La virtualisation est désormais l’initiative écologique la plus répandue, estime
Enterprise Management Associates à l’issue d’une étude menée en septembre 2008.
Le cabinet révèle aussi que la maîtrise de la consommation des serveurs reste la
méthode apportant le meilleur retour sur investissement, avec des économies de
l’ordre de 14%...
La virtualisation constitue une solution immédiatement disponible pour les dministrateurs
souhaitant réaliser des économies. Elle nécessite cependant des matériels supportant
cette fonctionnalité et un système d’exploitation capable d’implémenter la technologie. D’autre part, il est nécessaire de mettre en place un système de mesure de la consommation des équipements pour évaluer la situation actuelle.

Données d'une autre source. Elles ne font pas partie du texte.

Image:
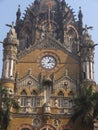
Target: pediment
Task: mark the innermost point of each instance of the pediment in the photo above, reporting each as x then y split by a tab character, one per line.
65	82
48	42
27	81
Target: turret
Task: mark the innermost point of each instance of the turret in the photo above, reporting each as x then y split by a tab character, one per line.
87	57
10	45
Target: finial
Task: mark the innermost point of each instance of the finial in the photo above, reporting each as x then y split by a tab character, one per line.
18	14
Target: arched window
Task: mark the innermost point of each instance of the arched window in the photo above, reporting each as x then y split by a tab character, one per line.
23	98
35	99
60	99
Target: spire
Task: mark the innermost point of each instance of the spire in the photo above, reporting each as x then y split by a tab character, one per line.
80	23
18	13
11	36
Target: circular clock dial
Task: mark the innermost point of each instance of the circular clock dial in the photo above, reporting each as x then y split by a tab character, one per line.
48	62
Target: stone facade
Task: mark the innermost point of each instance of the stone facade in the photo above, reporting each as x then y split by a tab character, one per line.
47	55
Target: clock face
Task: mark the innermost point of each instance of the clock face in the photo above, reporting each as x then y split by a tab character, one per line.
48	62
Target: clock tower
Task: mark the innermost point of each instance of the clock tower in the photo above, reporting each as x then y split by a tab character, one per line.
48	54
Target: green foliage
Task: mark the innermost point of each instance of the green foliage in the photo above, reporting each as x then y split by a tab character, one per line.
6	103
85	106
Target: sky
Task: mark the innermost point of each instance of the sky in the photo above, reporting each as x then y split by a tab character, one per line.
8	9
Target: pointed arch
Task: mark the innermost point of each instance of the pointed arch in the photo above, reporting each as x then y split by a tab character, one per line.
24	89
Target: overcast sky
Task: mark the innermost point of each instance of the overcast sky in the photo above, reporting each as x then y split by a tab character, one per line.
8	10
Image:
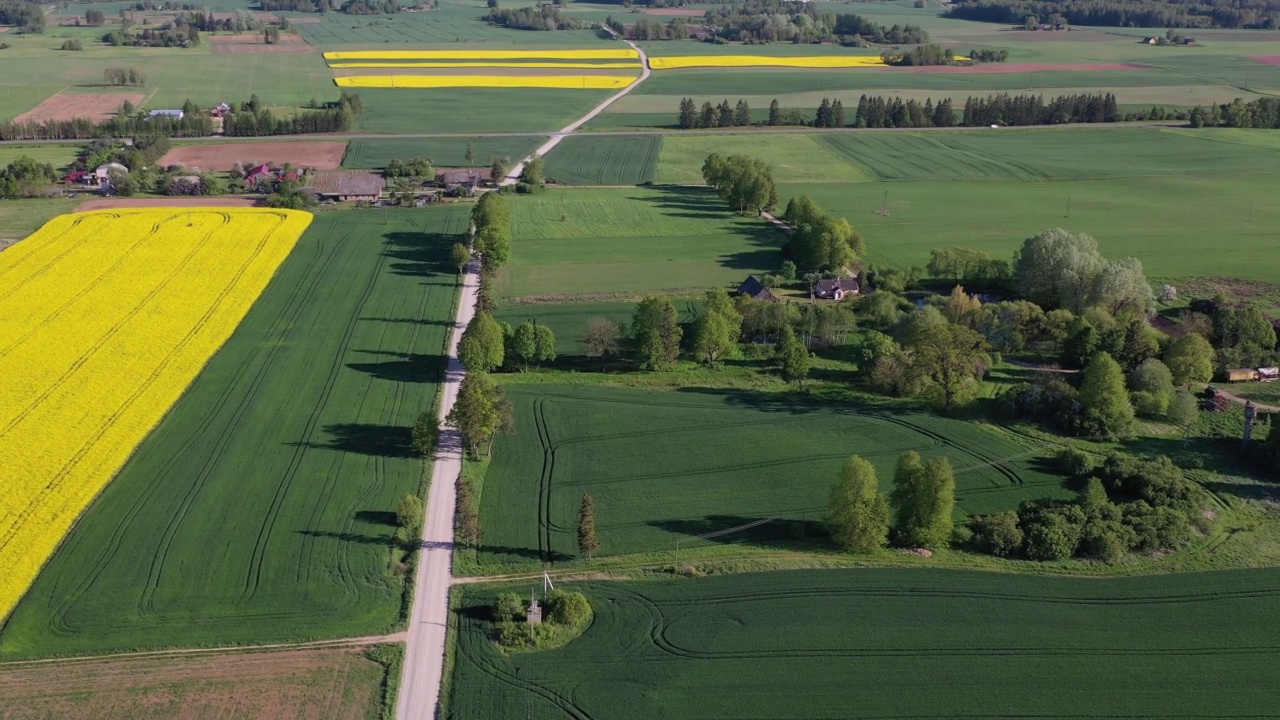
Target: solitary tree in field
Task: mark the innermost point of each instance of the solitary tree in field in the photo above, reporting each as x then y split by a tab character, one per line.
923	499
600	338
588	542
859	513
460	255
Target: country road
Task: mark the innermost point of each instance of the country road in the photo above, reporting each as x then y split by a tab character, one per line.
767	130
429	621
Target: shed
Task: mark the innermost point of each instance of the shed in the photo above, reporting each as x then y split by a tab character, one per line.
362	187
755	290
837	288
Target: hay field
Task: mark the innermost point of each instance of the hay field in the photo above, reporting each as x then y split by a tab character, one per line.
673	465
890	643
263	506
626	241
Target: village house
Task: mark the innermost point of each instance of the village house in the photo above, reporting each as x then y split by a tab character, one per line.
755	290
836	288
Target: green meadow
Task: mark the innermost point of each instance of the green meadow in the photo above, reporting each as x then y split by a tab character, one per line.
887	645
668	466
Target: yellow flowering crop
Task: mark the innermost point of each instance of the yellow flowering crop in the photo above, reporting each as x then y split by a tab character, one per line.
483	64
611	54
105	318
764	62
571	82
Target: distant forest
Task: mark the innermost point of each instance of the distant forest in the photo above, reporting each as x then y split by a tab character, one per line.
1249	14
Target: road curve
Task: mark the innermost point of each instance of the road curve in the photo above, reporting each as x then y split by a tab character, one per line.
424	655
572	127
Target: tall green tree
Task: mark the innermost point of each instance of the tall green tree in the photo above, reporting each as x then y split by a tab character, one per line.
792	356
480	411
1191	359
588	540
951	359
657	333
1105	402
923	500
859	514
481	345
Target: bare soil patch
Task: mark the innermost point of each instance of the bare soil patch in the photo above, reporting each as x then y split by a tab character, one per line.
1025	67
675	12
333	683
506	72
321	155
232	44
65	106
119	203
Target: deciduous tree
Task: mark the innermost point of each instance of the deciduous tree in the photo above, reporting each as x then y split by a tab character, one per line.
859	514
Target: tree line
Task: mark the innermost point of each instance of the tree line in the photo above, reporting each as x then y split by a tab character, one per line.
1001	109
1253	14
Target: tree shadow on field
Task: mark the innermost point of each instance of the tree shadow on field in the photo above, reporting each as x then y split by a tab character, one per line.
373	440
378	518
420	254
410	369
735	529
351	537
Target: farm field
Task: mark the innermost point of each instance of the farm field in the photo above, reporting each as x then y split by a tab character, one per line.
334	683
56	155
80	299
890	643
444	153
597	241
604	160
671	465
474	109
568	319
261	507
795	158
1164	220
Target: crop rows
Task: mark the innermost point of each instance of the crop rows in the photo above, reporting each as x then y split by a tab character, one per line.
109	317
259	509
890	643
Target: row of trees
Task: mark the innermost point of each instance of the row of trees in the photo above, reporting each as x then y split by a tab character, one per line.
1264	14
744	182
819	242
920	505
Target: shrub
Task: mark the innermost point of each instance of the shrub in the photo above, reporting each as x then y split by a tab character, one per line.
508	607
997	534
566	607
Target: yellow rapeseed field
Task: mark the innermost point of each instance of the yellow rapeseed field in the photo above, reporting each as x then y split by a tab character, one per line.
570	82
612	54
105	318
679	62
565	65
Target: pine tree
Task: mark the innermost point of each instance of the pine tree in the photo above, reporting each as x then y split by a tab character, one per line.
859	513
588	541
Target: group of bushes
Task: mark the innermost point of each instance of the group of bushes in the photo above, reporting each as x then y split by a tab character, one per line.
1128	505
565	614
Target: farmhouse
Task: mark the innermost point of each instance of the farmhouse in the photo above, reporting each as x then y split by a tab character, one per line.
103	173
836	288
464	177
755	290
360	188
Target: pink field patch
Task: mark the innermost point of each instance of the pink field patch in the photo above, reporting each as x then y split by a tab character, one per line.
1025	68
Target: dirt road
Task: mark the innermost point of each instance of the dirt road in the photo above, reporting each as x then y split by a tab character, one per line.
424	655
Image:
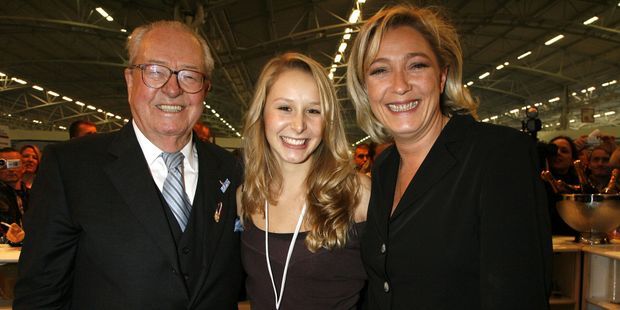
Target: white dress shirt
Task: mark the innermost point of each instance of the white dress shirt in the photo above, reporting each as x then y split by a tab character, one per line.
158	168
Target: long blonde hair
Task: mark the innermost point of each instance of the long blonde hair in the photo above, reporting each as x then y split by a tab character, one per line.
333	187
443	39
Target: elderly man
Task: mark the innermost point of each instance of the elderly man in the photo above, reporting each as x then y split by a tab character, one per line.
142	218
13	192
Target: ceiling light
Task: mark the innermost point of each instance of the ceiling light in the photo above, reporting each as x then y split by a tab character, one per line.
555	39
355	15
20	81
591	20
528	53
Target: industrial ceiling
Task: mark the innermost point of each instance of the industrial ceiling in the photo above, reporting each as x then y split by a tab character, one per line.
61	60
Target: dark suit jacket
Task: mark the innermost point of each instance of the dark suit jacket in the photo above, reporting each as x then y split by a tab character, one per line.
470	232
97	234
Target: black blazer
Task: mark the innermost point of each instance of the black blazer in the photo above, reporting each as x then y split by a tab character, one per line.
470	232
97	235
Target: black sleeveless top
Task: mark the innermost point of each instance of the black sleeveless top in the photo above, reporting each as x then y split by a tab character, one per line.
321	280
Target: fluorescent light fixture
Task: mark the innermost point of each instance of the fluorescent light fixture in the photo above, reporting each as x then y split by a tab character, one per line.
528	53
590	20
20	81
555	39
355	15
102	12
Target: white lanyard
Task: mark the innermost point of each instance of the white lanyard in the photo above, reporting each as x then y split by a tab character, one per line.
288	256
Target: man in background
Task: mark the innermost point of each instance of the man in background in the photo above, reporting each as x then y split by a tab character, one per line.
141	218
81	128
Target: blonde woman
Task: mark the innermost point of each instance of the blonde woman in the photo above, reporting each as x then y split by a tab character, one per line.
457	217
301	200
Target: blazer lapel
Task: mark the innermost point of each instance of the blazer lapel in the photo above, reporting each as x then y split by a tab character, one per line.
131	176
213	199
436	166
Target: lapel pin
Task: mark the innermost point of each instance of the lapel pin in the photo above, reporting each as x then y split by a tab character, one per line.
218	211
225	185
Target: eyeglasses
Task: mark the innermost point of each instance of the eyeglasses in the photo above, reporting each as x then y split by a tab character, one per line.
156	76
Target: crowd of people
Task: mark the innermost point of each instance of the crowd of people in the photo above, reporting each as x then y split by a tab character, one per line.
154	216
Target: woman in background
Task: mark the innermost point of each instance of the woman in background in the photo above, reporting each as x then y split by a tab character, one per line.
31	156
457	216
302	202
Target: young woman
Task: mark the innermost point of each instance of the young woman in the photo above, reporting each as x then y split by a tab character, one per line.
301	201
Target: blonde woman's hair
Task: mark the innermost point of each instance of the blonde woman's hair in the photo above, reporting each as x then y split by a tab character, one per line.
332	183
135	39
443	39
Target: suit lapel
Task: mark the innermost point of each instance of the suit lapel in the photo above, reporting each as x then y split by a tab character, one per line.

Pour les promoteurs de la virtualisation, il y a urgence. Nos serveurs sont utilisés entre
5% et 15%; le reste du temps, ils attendent du boulot… tout en consommant jusqu’aux
deux tiers de leur consommation nominale. Idem pour nos PC. Logiquement, VMware a
intégré à ses solutions de virtualisation des technologies de gestion de l’alimentation
qui limitent la consommation énergétique des systèmes et leurs coûts en les éteignant,
ou en les ralentissant, quand ils ne sont pas utilisés. Simplement en éteignant
les serveurs et postes de travail lors des périodes d’inactivité, comme le soir ou
les week-ends, l’économie d’énergie se chiffre à 25% minimum, sans conséquences
pour les applications ou les utilisateurs. En remplaçant les PC par des «thin clients»,
comme le propose HP, les économies sont sont plus importantes encore: ces systèmes
consomment en moyenne 80% moins d’énergie (25 watts en moyenne comparativement
à 170 watts).
Ces ordres de grandeur peuvent être chiffrés précisément. Avec son simulateur en
ligne Hyper Green, Microsoft permet aux entreprises d’évaluer les économies qu’elles
pourraient réaliser grâce à la virtualisation: l’outil traduit les kWh économisés en
consommation électrique des serveurs et en refroidissement avec les économies financières conséquentes et leur pendant en terme de réduction des émissions de CO2.
Importante en 2008, l’«eco-efficiency» est en passe de devenir primordiale, note
Citrix. Devant la fluctuation incessante du prix du pétrole, la capacité à réduire sa
consommation d’énergie devient un atout essentiel pour contrôler ses dépenses dans
un contexte de crise économique. Mais il faudra intégrer l’effort dans une démarche
plus large: gestion des actifs, analyse des charges applicatives et vision des systèmes
informatiques à l’échelle de l’entreprise.